Here are some of my experience dealing with lots of information. How do you do that?
I use Netvibe Ginger to consume most feeds from blogs that I like reading. It helps me with my constant battle with another “Inbox 0″ front on my personal email account. By copying blog feed’s urls to Ginger I avoid more emails to clear from my already overloaded inbox.
I have multiple tabs set for grouping my feeds by categories. I don’t visit every tab every day. Some I rarely visit.
There are two blogs I like and respect enough that I actually subscribed to their feeds by email: TechCrunch and ReadWriteWeb. In this way I’m getting for sure every day two doses of what is going on in the Internet world.
These two has some similarity but they do not overlap and reading both keep me in the know.
I actually just finished reading The Stats Are In: You’re Just Skimming This Article post on ReadWriteWeb that inspired this post.
This post talks about the way that people read or more correctly skim the web. It quotes stats from Jakob Nielsen relying on a research study done by Harald Weinreich, Hartmut Obendorf, Eelco Herder, and Matthias Mayerto support this hypothesis.
“What Nielson found by analyzing the data in the study was that although people spend more time on pages with more words and more information, they only spend 4.4 seconds more for each additional 100 words.

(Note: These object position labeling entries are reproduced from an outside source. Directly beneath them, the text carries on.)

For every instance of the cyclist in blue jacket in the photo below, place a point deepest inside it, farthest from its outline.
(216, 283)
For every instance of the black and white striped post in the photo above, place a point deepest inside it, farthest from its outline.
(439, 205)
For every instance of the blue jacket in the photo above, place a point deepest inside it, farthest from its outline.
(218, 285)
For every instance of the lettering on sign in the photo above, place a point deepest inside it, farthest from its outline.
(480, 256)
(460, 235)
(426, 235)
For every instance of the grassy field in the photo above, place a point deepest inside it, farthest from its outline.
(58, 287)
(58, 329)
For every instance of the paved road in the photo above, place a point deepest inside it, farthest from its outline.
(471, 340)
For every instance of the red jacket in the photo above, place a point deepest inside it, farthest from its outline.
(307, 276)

By calculating reading rates, he concluded that when you add more verbiage to a page, people will only read 18% of it.
Some other interesting findings include:
- On an average visit, users read half the information only on those pages with 111 words or less.

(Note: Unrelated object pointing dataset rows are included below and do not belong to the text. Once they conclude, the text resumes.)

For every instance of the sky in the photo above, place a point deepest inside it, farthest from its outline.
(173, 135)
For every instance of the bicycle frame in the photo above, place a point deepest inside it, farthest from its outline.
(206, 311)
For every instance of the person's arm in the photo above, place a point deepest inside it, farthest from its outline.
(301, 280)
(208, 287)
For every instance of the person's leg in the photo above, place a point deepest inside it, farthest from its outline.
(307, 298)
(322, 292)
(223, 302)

- People spend some of their time understanding the page layout and navigation features, as well as looking at the images. People don’t read during every single second of a page visit.
- On average, users will have time to read 28% of the words if they devote all of their time to reading. More realistically, users will read about 20% of the text on the average page…. “
So, how does busy people like us really read the web?

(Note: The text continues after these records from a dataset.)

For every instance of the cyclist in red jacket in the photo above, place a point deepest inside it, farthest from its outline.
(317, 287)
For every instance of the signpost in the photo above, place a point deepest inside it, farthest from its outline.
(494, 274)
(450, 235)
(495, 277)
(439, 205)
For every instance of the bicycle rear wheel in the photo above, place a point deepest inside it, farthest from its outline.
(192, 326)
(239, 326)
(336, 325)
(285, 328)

How did you change your reading habits due to the following conditions:
- distracted by any mean of communication devices and applications (phone, cellphone, twitter, multiple IM accounts, multiple email accounts, skype, and more) – one option is to print it and take 2 steps away from the computer
- distracted by images, navigation, ads within the blog – this is partially avoidable when using feed aggregator
- bombarded with information – see below: Building and associative tag cloud
Here is how I’m trying to deal with too much information:
Building a personal associative tag cloud
As I explain in the beginning of this post I don’t read it all every day. I just can’t. I skim a lot. I read a lot of headlines trying to build “hooks”. I’m filling my brain with links so when I’ll next time see something related I’ll stop for a little longer. I make my head familiar with words, names and terms. It is as if I’m building a tag cloud inside my brain and the more frequent the tag appears the bigger the “font” is or in my analogous the sensitivity to a word, name or term. For instance reading TechCrunch and ReadWriteWeb over time helps me building an associative tag cloud of companies names, technologies and buzz words. I’m aware of the fact that the difference between a “real” tag cloud and the one I shape in my head is that it is not just the frequency that count but also other factors like personal interest and preferences. It is also strongly driven by my intentions. Yet, with every time that I skim these two newsletter I feel that I get more out of it. So, maybe it is no longer skimming but more like “nesting”. Filling information and more tags inside the associative cloud. I do fully read some posts and comments:)
So how do you absorb information? How do you deal with all the noise and distraction?